O grupo de cibercrime chinês TA4922, monitorado pela Proofpoint e com sobreposição operacional ao Silver Fox, expandiu seu raio de ação para Reino Unido, Alemanha, Itália e África do Sul, em um ritmo de campanhas descrito como o mais intenso entre todos os atores acompanhados pela empresa. O grupo combina famílias de malware conhecidas como ValleyRAT (Winos 4.0) e Atlas RAT com dois loaders inéditos — RomulusLoader e SilentRunLoader — e usa LINE, WhatsApp e Microsoft Teams para fugir das defesas corporativas.
Em novo relatório, a Proofpoint revelou que o ator de ameaça batizado como TA4922, historicamente focado no Leste Asiático, intensificou drasticamente sua atuação contra organizações europeias e africanas ao longo dos últimos meses. O ritmo das operações é tão acelerado que a empresa classifica o grupo como o que conduz “as campanhas mais únicas” entre todos os adversários monitorados, com novas iscas, novos loaders e novas combinações de payload aparecendo praticamente toda semana.

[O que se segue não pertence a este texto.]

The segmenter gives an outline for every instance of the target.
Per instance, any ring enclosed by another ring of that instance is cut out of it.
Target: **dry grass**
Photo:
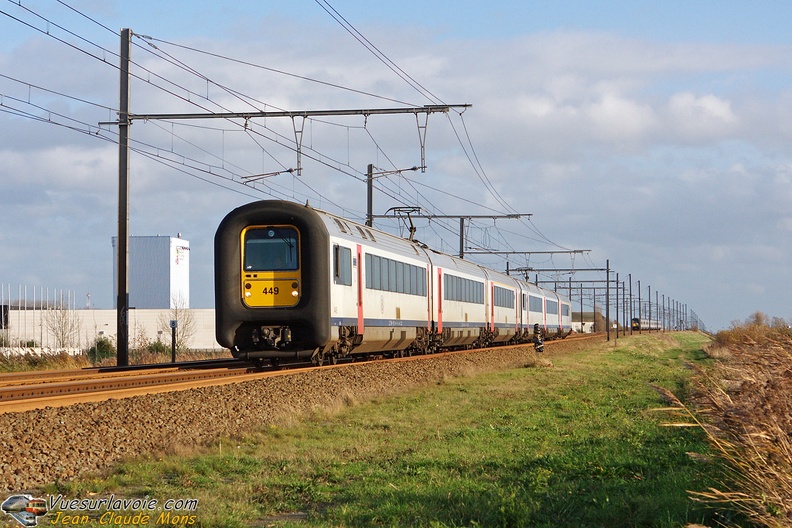
[[[792,526],[792,331],[760,315],[719,332],[707,350],[715,366],[696,369],[706,425],[694,423],[727,469],[720,489],[693,497],[730,504],[758,525]]]

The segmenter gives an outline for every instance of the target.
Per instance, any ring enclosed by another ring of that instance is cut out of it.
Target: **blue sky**
[[[610,260],[620,279],[631,274],[686,303],[714,330],[756,310],[792,319],[786,2],[330,5],[435,98],[473,105],[462,115],[430,117],[427,171],[380,180],[381,212],[410,204],[446,215],[532,213],[530,221],[474,222],[468,242],[496,250],[590,249],[574,261],[514,257],[509,265],[585,268]],[[112,306],[112,131],[86,134],[52,121],[95,127],[114,118],[113,54],[122,27],[155,39],[134,40],[136,113],[199,111],[193,103],[202,96],[214,110],[250,108],[221,86],[267,109],[435,102],[315,1],[23,6],[28,10],[0,3],[0,284],[13,291],[19,284],[64,288],[79,298],[90,292],[96,307]],[[168,64],[163,53],[212,82]],[[157,79],[178,88],[156,88]],[[420,163],[413,116],[315,120],[303,143],[320,162],[305,158],[299,178],[245,186],[246,174],[295,166],[288,144],[294,129],[273,119],[249,131],[213,121],[132,127],[141,147],[132,156],[130,230],[182,232],[190,240],[194,307],[213,304],[212,237],[233,207],[271,197],[309,200],[360,219],[368,163]],[[179,162],[164,162],[164,153]],[[395,222],[379,227],[400,231]],[[418,236],[453,253],[455,230],[454,222],[427,222]],[[568,276],[540,277],[551,278]]]

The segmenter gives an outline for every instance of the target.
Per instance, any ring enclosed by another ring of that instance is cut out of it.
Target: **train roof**
[[[297,208],[304,208],[305,211],[310,211],[312,214],[315,214],[322,223],[325,225],[328,234],[333,237],[341,238],[344,240],[356,241],[365,244],[376,244],[378,247],[381,247],[384,250],[398,253],[405,257],[412,257],[417,258],[419,260],[429,260],[435,266],[443,267],[446,270],[455,270],[460,274],[470,274],[475,276],[480,276],[483,273],[486,273],[490,278],[496,279],[500,282],[504,283],[519,283],[520,286],[531,293],[536,293],[538,295],[543,296],[558,296],[561,300],[565,302],[569,302],[569,300],[552,290],[546,290],[544,288],[540,288],[539,286],[532,284],[530,282],[526,282],[519,277],[515,277],[513,275],[507,275],[501,271],[493,270],[491,268],[487,268],[485,266],[476,264],[469,260],[461,259],[459,257],[455,257],[453,255],[449,255],[447,253],[441,253],[434,249],[429,248],[426,244],[419,242],[417,240],[409,240],[403,237],[399,237],[388,233],[386,231],[381,231],[374,227],[369,227],[353,220],[349,220],[347,218],[338,216],[328,211],[324,211],[322,209],[318,209],[307,203],[305,205],[298,204],[295,202],[288,202],[282,200],[266,200],[262,202],[258,202],[261,205],[271,203],[273,205],[279,204],[281,206],[285,204],[286,207],[292,207],[296,214],[299,214],[299,209]],[[251,204],[252,205],[252,204]]]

A pesquisa identifica o TA4922 como falante de mandarim e provável grupo financeiramente motivado, compartilhando técnicas, ferramentas e infraestrutura com o ator conhecido como Silver Fox. A diferença, segundo a Proofpoint, é que enquanto Silver Fox tem viés de espionagem, o TA4922 mira ganho financeiro direto: roubo de dados, fraude, venda de acessos e persistência de longo prazo dentro das vítimas.
As campanhas mais recentes abandonaram alvos exclusivamente asiáticos e passaram a explorar iscas relacionadas a recursos humanos, fiscais e processos de compliance contra empresas britânicas, alemãs, italianas e sul-africanas, com payloads que variam conforme a região e o setor.
A cadeia de ataque típica começa com phishing por email usando temas de RH, faturas ou comunicações fiscais. A partir do contato inicial, o operador tenta migrar a conversa para canais fora da banda — LINE, WhatsApp e Microsoft Teams — uma manobra desenhada para escapar dos gateways de email, das soluções de DLP e de qualquer registro corporativo do diálogo. Uma vez fora do perímetro de inspeção, a vítima recebe um arquivo malicioso que costuma usar DLL side-loading para executar o payload final.
O arsenal técnico do grupo evoluiu de forma significativa. Além de ValleyRAT (também conhecido como Winos 4.0) e Atlas RAT (AtlasCross RAT), a Proofpoint catalogou dois loaders novos. O RomulusLoader, escrito em C, é usado para preparar o terreno antes da entrega de RATs maiores. O SilentRunLoader, programado em Python e descrito pela Proofpoint como “vibe-coded”, funciona simultaneamente como carregador e como stealer, extraindo credenciais armazenadas, cookies e histórico do Google Chrome.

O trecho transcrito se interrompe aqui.